Subject: changes for hppa pthreads
To: None <firstname.lastname@example.org>
From: Chuck Silvers <email@example.com>
Date: 07/14/2004 09:26:14
we need a few changes to the MI libpthread and kernel code to allow for
a number of unique properties of the PA hardware and ABI:
this convention is where (like on AIX) C function pointers are indirect.
the actual value put into a register is a pointer to 2 values:
the real code address and a pointer to per-shared-object global data.
this shows up in pthread__resolve_locks(), where we are comparing
a saved PC value to a particular function pointer. the current code
does this with an integer comparison, but for PA we need it to be
a comparison of function pointers. gcc emits calls to a millicode
function called "__canonicalize_funcptr_for_compare" which deals with
either of the function pointers being PLABELs.
(2) stack grows up
on all other platforms the stack grows toward smaller addresses,
on the PA the stack grows toward larger addresses. I added a hook
to expose the kernel STACK_* macros to userland so I could use these
in the libpthread functions that muck with stacks.
(3) spinlock values are reversed (0 is locked, non-zero is unlocked)
the atomic instruction on the PA puts a 0 into a memory address
while returning the old value. this means that an uninitialized
spinlock is held instead of free, so we must be sure that *all* locks
are initialized before being used (there were several global locks
in libpthread that were not initialized).
(4) spinlocks must be 16-byte aligned
the atomic instruction on the PA additionally only works when the
address it's used on is on a 16-byte boundary. I haven't done
anything about this yet, since RAS is sufficient for the moment.
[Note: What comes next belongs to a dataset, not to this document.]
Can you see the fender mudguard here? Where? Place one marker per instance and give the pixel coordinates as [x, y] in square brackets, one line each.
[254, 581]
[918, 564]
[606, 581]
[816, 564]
the current definition of __cpu_simple_lock_t for PA tries to
use the GCC "aligned" attribute in a typedef, but that doesn't
actually have any effect. to fix this, we'll eventually need to
define this as an array of 4 ints (or a structure containing such
an array) and then just use the element that's on the 16-byte boundary.
I was thinking this would require adding some more macros like
and using those instead of having assumptions in MI code that
__cpu_simple_lock_t is an integral type. but that'll come later.
I've put the changes in ftp://ftp.netbsd.org/pub/NetBSD/misc/chs/hp700/ :
extract the tar file and apply both patches and it should build.
the diffs still contain a little debug code (which will be removed)
and some other fixes for floating-point on PA-7300LC CPUs, which will
be split out and committed separately.
one thing I'd like to get more input on is what should go into
struct mcontext. right now I've got it as:
31 general registers (r0 is always 0)
32 floating-point registers
PSW (process status word)
SAR (shift amount register, aka cr11)
pcsqh, pcsqt, pcoqh, pcoqt (PC regs: space and offset, current and next)
sr0 to sr4
cr26 and cr27 (cr27 is the ABI's thread-local-storage register,
cr26 is also visible from user code but I don't know
if there's any convention for its use)
currently we ignore attempts to change the space registers (which works for
now since we only give each process permission to access its one space anyway),
but it seems good to put these in here anyway in case we want to support
multiple spaces per process someday.
is there anything that should be added to or removed from mcontext?
other comments? questions? complaints? if there are no objections
I'll commit this stuff this weekend.